The Atlantean Afterlife (…Living Beyond) si snoda attraverso otto tracce ben prodotte per cinquanta minuti di musica, con il lato 1 maggiormente votato al Prog e il lato 2 più legato all’heavy doom classico. La formazione schiera, oltre a Polidori (chitarra, tastiere, organo), David Krieg e Sandra Silver alle voci, Artorias al basso e Lawrence Butleather alla batteria.
Il viaggio all’interno del disco dalla copertina color rame parte sulle note della sinistra “Il Ritorno del Globo Alato”, che alterna parti recitate ad altre cantate e affonda le proprie radici nel più nero Prog italiano dei seventies. A costituire la linfa vitale di tutto il disco vi sono infatti i rimandi alla tradizione del dark sound di Antonius Rex e Jacula tanto quanto, riguardo i passaggi più heavy, le band dal sound in chiaroscuro della Nwobhm, con in testa Witchfinder General e Witchfynde, senza per questo dimenticare la solida tradizione tricolore. “Cristallo Nero di Astar” è il perfetto esempio della collocazione della lezione settantiana nostrana all’interno di “The Atlantean Afterlife” (…Living Beyond). “Il Messaggio della Rosa Rossa”, dai rimandi cinematografici horror, si insinua sottopelle e la prima facciata dell’Lp si chiude per il tramite de “Il Cantico delle Piramidi”, con Sandra Silver sugli scudi in veste di predicatrice.
Cambio di lingua, dall’italiano all’inglese, sul lato B del vinile, che con “Twelve Astral Planets” inaugura la side heavy del lavoro, con chitarre più presenti e un generale aumento del carico metallico, senza mai esagerare, però. Polverosissimo il suono di “The Eye of Horus”, vicinissimo ai Death SS sussurrati del periodo Sanctis Ghoram/Paul Chain. Pregevole il solo d’altri tempi di Polidori. L’heavy rock lineare di “Black Temple Secret” funge da traghettatore per la title track, che chiude il disco, sulla spinta di una ritrovata verve Prog malata, dall’incedere lento ma inesorabile e dal finale aperto…

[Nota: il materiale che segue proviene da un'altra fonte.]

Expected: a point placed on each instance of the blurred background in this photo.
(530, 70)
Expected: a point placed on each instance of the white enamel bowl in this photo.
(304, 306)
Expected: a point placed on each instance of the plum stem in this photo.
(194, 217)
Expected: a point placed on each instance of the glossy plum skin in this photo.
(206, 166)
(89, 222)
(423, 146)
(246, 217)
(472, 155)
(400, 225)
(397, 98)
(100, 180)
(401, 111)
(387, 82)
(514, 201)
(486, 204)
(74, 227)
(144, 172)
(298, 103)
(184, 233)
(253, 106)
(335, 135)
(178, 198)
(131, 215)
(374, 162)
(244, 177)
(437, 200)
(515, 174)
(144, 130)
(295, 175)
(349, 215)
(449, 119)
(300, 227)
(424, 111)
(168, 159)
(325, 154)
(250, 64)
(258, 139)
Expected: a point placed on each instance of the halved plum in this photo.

Questo album è dedicato ad un culto destinato a tornare e che è alla base di tutti i Culti del nostro Mondo, l’equilibrio perfetto fra Magia e Reincarnazione. Tuttavia, questo è già accaduto più volte nell “Aldilà Atlantideo”!
Anthony “Tears” Polidori
The Atlantean Afterlife (…Living Beyond) va a costituire un ulteriore, importante tassello all’interno della parabola artistica dei Tony Tears. Un disco che fa della tensione la propria peculiarità ma, si badi bene: essa si mantiene serpeggiante, mai evidente, a fornire la giusta dose di mistero al Doom di marca italica sprigionato dal combo ligure.